Матвей не мог с ходу сообразить, как себя вести, поэтому решил говорить как есть. Не может такого быть, чтобы эти ребята, так болеющие душой за всех, кто переживает острое горе, оказались хладнокровными безжалостными убийцами. Так не бывает. Лучше все рассказать, пусть быстрее разберутся и снимут все подозрения. В конце концов, скрывать тут действительно нечего. Да, он, Матвей Очеретин, ненавидит и полицию, и все правосудие в целом, ненавидит и презирает, и отказ от сотрудничества с ними для него дело принципа. Но сейчас, похоже, такая ситуация, когда от принципов можно и отступить, ведь если он упрется и промолчит, это будет означать, что он пытается что-то утаить. Значит, подозрения у них небеспочвенны. И ребят начнут дергать и прессовать. А ведь они ни в чем не виноваты, ничего не сделали.
Или все-таки сделали?
Он не мог одновременно думать об этом и отвечать на вопросы Антона, ничего не получалось, мысли разъезжались в разные стороны. Матвей чувствовал себя предателем, слабаком и отступником.
– А кто такой Выходцев? – последовал очередной вопрос.
– Какой Выходцев? – тупо переспросил Матвей.
– Я не знаю какой. Вы мне скажите. Кстати, как его зовут? Тоже Илья? Иван? Игорь? Или, может, Илларион?
– Выходцева я не знаю…
– А если подумать как следует? Напрягите память.
– Ну правда не знаю.
– Ладно, а кого знаете, кроме Гиндина, Димуры и Лазаренко?
– Абросимова знаю, Колю.
– Он тоже собирал материал для той статьи о Гурновой и Масленкове?
– Нет, Коля студент, на пятом курсе учится. Когда Стеклова работала над статьей, он еще не был в группе.
– Значит, Абросимов – ее студент?
– Вряд ли, он экономику изучает, это в каком-то другом институте.
– Отчество у Коли есть?
– Есть, наверное, – Матвей пожал плечами, – но я его не знаю. Пацан же… Коля и Коля, какое отчество?
– А институт какой?
– Да я не вникал. Мне про экономику неинтересно.

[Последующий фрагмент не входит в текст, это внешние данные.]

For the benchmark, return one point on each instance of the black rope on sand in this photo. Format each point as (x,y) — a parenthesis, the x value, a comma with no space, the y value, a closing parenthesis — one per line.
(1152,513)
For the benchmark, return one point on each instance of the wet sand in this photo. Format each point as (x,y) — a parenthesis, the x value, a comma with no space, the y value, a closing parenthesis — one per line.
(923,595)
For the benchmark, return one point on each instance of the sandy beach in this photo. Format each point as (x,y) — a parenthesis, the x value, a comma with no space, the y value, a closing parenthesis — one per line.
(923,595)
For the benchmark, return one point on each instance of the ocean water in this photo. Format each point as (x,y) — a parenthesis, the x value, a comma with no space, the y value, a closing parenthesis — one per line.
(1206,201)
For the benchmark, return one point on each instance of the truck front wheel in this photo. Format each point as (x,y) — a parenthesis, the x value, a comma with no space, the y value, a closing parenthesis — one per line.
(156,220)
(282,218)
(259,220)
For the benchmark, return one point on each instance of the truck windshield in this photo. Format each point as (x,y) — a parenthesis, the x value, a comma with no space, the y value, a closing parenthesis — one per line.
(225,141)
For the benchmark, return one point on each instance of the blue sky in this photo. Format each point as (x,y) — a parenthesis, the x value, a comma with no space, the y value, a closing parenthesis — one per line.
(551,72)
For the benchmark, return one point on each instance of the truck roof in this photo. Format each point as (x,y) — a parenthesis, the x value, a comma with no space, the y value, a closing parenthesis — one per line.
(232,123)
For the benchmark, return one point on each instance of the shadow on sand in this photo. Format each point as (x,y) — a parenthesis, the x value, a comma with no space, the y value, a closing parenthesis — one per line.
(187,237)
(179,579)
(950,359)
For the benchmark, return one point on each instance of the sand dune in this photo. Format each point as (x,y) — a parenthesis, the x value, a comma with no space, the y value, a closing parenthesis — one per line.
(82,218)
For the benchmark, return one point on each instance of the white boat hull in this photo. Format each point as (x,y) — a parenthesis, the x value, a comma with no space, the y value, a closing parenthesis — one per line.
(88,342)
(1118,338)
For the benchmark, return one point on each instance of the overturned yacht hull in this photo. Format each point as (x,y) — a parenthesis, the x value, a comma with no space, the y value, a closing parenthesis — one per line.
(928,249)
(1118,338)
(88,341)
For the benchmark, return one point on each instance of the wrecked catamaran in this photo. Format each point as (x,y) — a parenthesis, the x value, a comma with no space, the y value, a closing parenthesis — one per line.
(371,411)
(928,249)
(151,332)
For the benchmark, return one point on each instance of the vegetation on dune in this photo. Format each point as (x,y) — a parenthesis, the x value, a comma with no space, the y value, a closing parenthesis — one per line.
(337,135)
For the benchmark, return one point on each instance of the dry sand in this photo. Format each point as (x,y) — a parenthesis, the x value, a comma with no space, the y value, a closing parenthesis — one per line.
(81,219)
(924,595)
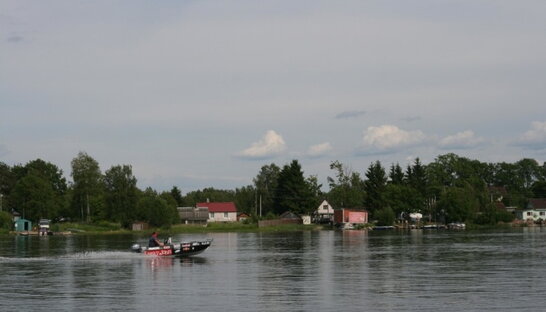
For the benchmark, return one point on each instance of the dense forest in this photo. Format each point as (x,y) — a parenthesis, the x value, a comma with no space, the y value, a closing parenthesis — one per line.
(450,189)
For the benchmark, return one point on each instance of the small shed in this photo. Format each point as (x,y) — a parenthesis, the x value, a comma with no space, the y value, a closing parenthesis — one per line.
(353,216)
(140,226)
(23,225)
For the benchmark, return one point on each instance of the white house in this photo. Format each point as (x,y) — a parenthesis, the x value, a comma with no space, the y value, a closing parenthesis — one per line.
(220,212)
(536,210)
(324,212)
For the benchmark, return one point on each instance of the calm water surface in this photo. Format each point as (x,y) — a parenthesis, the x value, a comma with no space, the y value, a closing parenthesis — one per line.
(302,271)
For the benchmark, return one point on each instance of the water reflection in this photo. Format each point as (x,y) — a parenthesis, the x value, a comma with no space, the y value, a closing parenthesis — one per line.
(304,271)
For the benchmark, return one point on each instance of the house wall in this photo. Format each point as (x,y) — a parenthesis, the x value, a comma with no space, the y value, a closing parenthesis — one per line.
(358,217)
(533,214)
(221,217)
(327,210)
(350,216)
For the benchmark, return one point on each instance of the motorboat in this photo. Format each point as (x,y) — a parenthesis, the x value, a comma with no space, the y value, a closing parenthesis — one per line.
(184,249)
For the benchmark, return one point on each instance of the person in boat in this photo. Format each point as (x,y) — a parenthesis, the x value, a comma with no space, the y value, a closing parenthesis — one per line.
(153,241)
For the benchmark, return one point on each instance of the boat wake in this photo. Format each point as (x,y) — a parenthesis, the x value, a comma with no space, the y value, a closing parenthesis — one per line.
(79,256)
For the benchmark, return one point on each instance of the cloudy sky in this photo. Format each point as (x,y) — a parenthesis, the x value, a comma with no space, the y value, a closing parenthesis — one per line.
(204,93)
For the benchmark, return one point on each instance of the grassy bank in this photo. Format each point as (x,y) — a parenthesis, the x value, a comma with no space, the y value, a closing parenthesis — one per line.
(115,228)
(90,228)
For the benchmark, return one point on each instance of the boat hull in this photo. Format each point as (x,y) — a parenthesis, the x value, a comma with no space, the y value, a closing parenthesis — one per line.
(185,249)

– Хорошо, вы работали у Стекловой с семнадцатого года, в то время Абросимова вы не знали. А когда он появился? Кто его привел? С кем из учеников Стекловой он был ближе всего?
– Я вообще не очень в курсе, раньше, до смерти Стекловой, я только пару раз видел Борьку… Бориса Димуру, а с остальными уже на похоронах познакомился. Кажется, Колю привлек к работе Саша Лазаренко, где-то с полгода назад, в конце лета вроде. Они вместе проводили какое-то исследование насчет экономической эффективности дорожно-транспортной инфраструктуры… Ну, короче, там смысл был в том, что нужно было посчитать экономические последствия ДТП и сравнить с затратами на инжиниринг и производство дорожных работ и всякие разметки и предупреждающие знаки. Может, я не так объясняю…
Матвей и сам не заметил, как почему-то начал стараться рассказать все и как можно точнее и полнее. «Я делаю что могу, чтобы уберечь ребят от проблем и неприятностей, – думал он. – Пусть меня задержали, но меня же прямо сейчас отпустят, и я спокойно пойду домой, даже родители ничего не узнают и не будут переживать. А ребятам зачем этот головняк? У Борьки защита на носу, у Коли – диплом, Илюха вообще офицер, его могут с работы попереть, если вдруг задержат, как и меня. С меня-то как с гуся вода, я вольный стрелок, попарился ночку в камере – и гудбай, а у парней все непросто. И у Саньки жена вот-вот родит, им тоже лишние тревоги ни к чему».
– С какой целью вы снова начали посещать родителей потерпевшего Александра Масленкова?
– Да я же объяснял: чтобы продолжить сбор материала для исследования!